Query: `"BEAM virtual machine"`

| Document | Semantic Rank | Fulltext Rank | Semantic RRF | Fulltext RRF | Combined |
|----------|---------------|---------------|--------------|--------------|----------|
| "Erlang runs on the BEAM VM" | 1 | 2 | 0.016 | 0.016 | 0.032 |
| "The BEAM virtual machine" | - | 1 | 0.001 | 0.016 | 0.017 |
| "The BEAM is Erlang's runtime" | 2 | - | 0.016 | 0.001 | 0.017 |

Documents appearing in **both** result sets get boosted to the top.

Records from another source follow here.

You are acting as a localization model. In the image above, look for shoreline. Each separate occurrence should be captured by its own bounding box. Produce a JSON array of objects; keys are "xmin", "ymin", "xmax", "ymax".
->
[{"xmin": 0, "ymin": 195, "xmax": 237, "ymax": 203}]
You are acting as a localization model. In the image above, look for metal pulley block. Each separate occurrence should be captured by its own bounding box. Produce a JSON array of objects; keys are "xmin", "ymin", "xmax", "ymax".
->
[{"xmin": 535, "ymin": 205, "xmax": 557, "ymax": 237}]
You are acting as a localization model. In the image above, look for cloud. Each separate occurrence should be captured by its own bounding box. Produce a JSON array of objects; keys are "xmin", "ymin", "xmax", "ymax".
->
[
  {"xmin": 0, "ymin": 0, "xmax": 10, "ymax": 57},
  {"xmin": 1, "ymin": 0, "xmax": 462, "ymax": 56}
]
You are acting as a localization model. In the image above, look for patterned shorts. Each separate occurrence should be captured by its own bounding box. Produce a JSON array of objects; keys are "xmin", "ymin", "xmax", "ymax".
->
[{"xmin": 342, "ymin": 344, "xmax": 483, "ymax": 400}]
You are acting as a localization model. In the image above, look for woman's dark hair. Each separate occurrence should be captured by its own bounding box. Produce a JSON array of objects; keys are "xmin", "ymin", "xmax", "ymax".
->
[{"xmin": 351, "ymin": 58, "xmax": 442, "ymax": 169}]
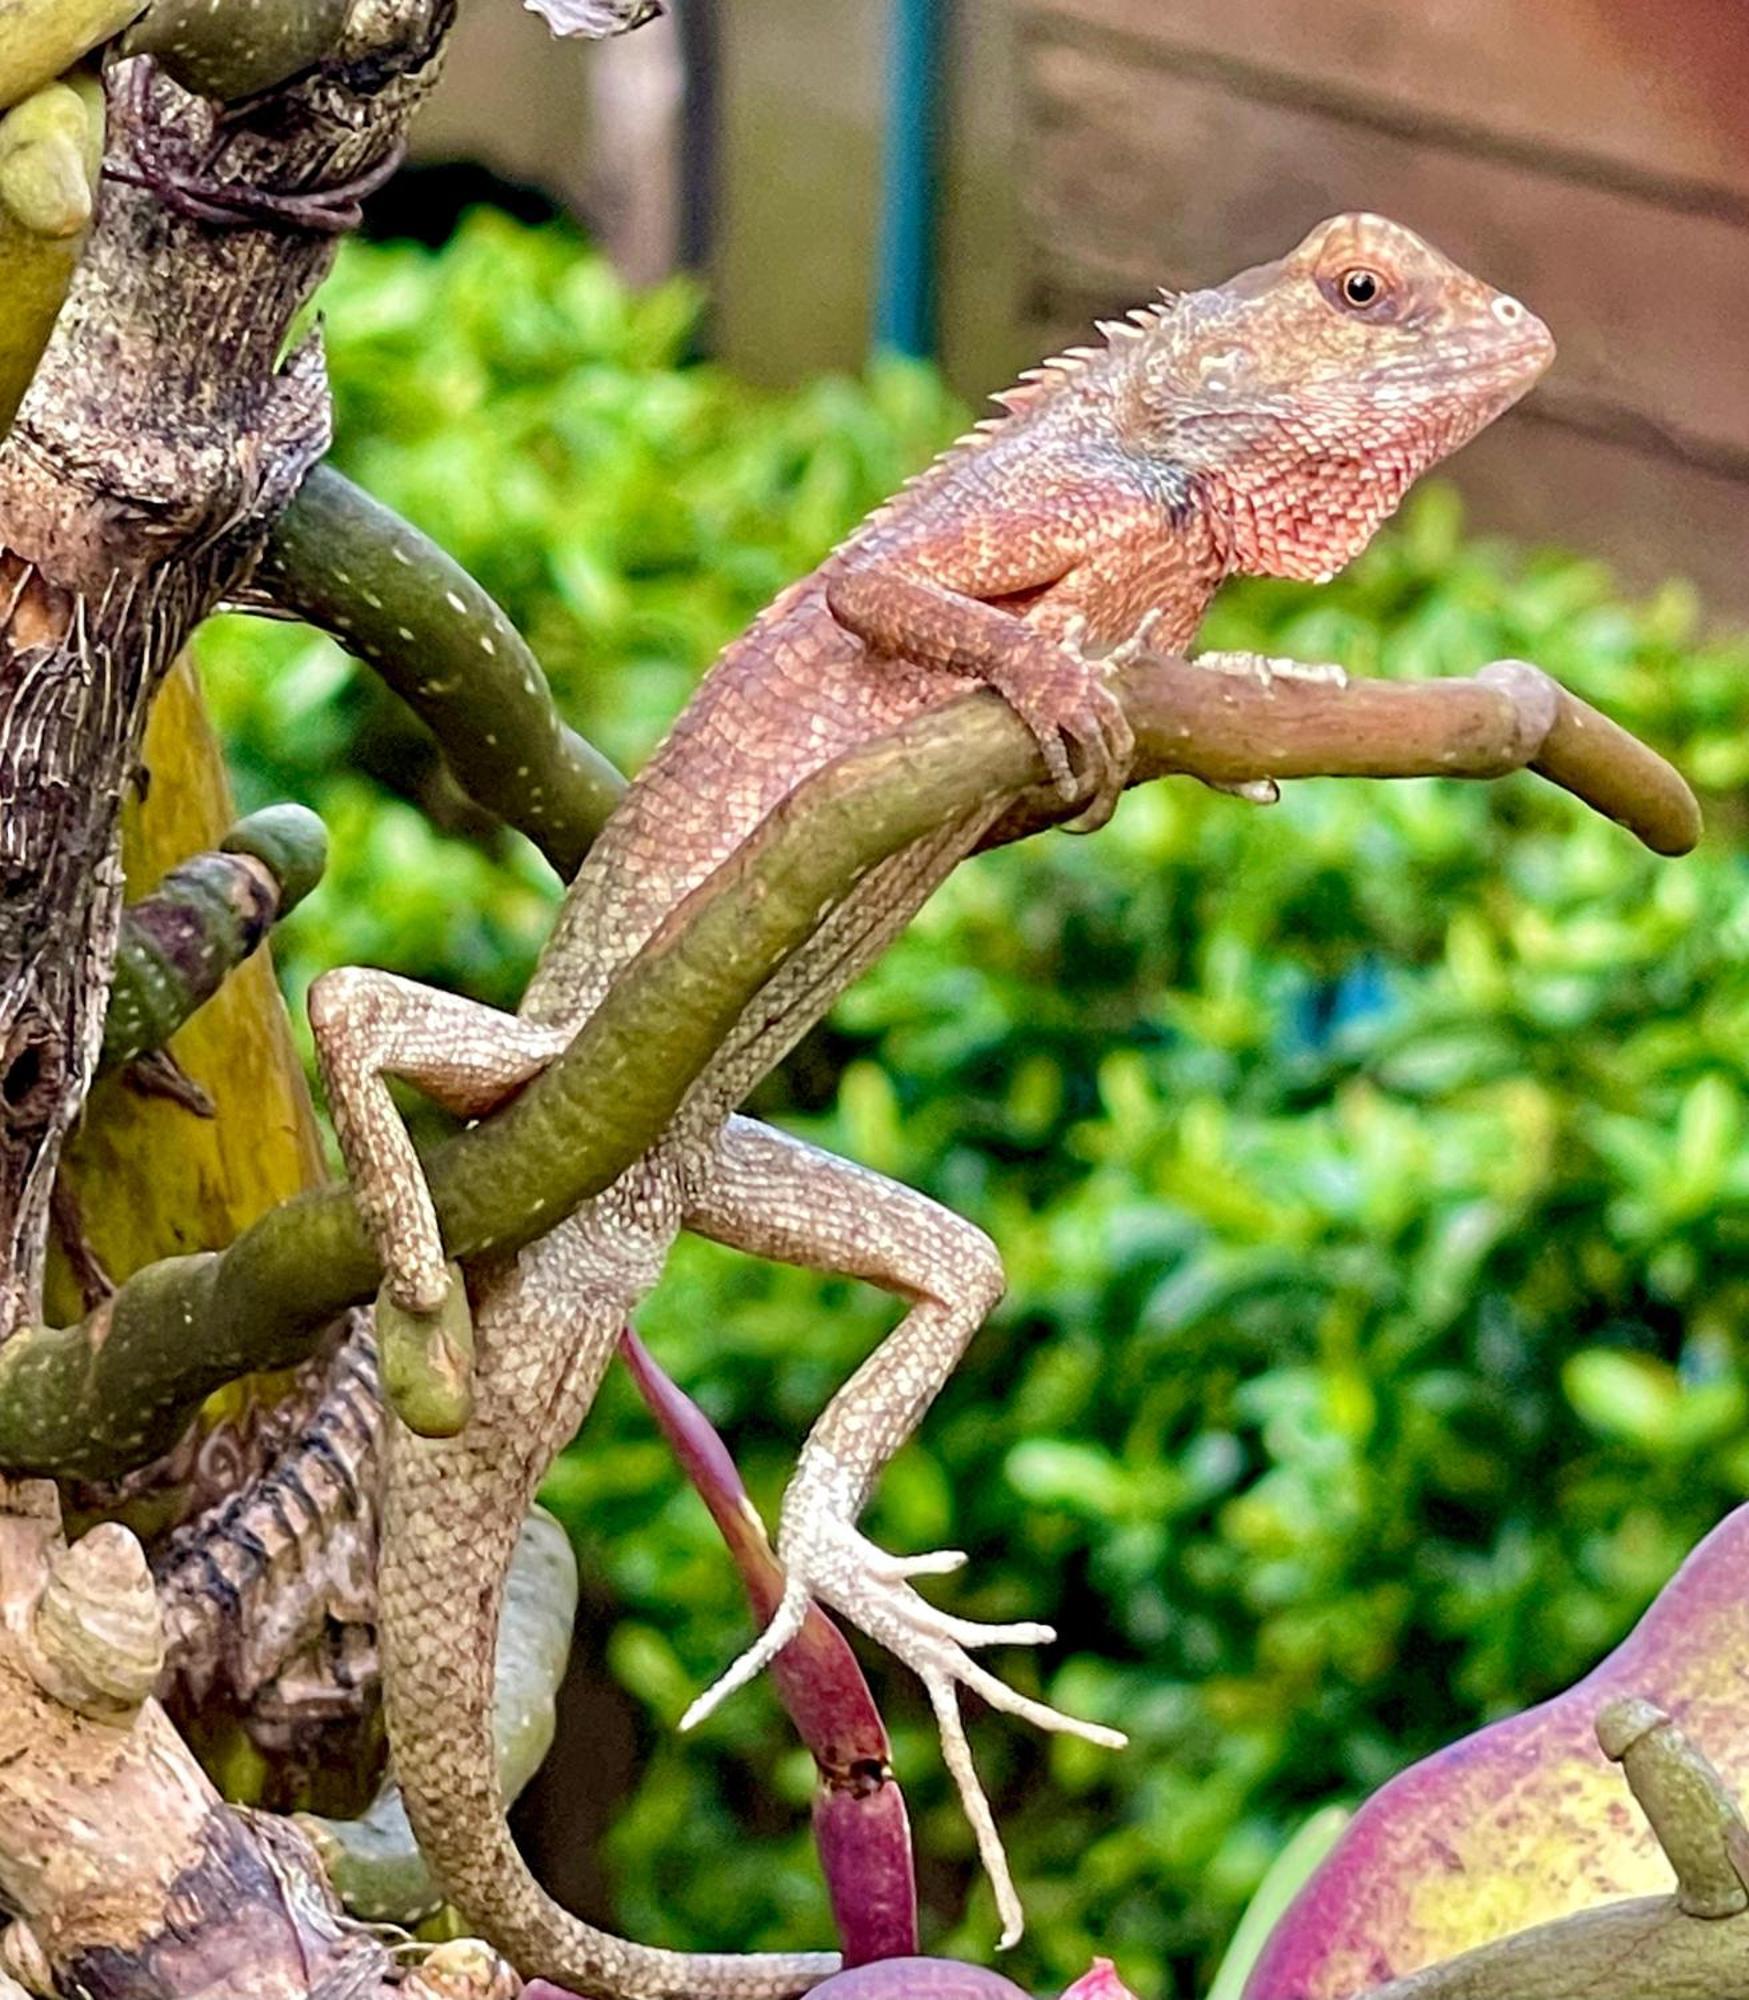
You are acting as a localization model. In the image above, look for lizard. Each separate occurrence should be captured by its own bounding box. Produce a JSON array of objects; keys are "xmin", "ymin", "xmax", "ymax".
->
[{"xmin": 307, "ymin": 213, "xmax": 1555, "ymax": 1997}]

## Choosing the Right Mode

| Use Case | Recommended Mode |
|----------|------------------|
| Conceptual questions ("How does X work?") | `:semantic` |
| Exact terms, names, codes | `:fulltext` |
| General search, unknown query type | `:hybrid` |
| API/function lookup | `:fulltext` |
| Finding related concepts | `:semantic` |

## Backend Comparison

| Aspect | Memory | PgVector |
|--------|--------|----------|
| Setup | No database needed | Requires PostgreSQL + pgvector |
| Persistence | Lost on restart | Persisted |
| Semantic search | HNSWLib (excellent) | pgvector HNSW (excellent) |
| Fulltext search | Basic term matching | Full linguistic processing |
| Stemming | No | Yes |
| Stop words | No | Yes |
| Scale | < 100K vectors | Millions of vectors |
| Best for | Testing, small apps | Production |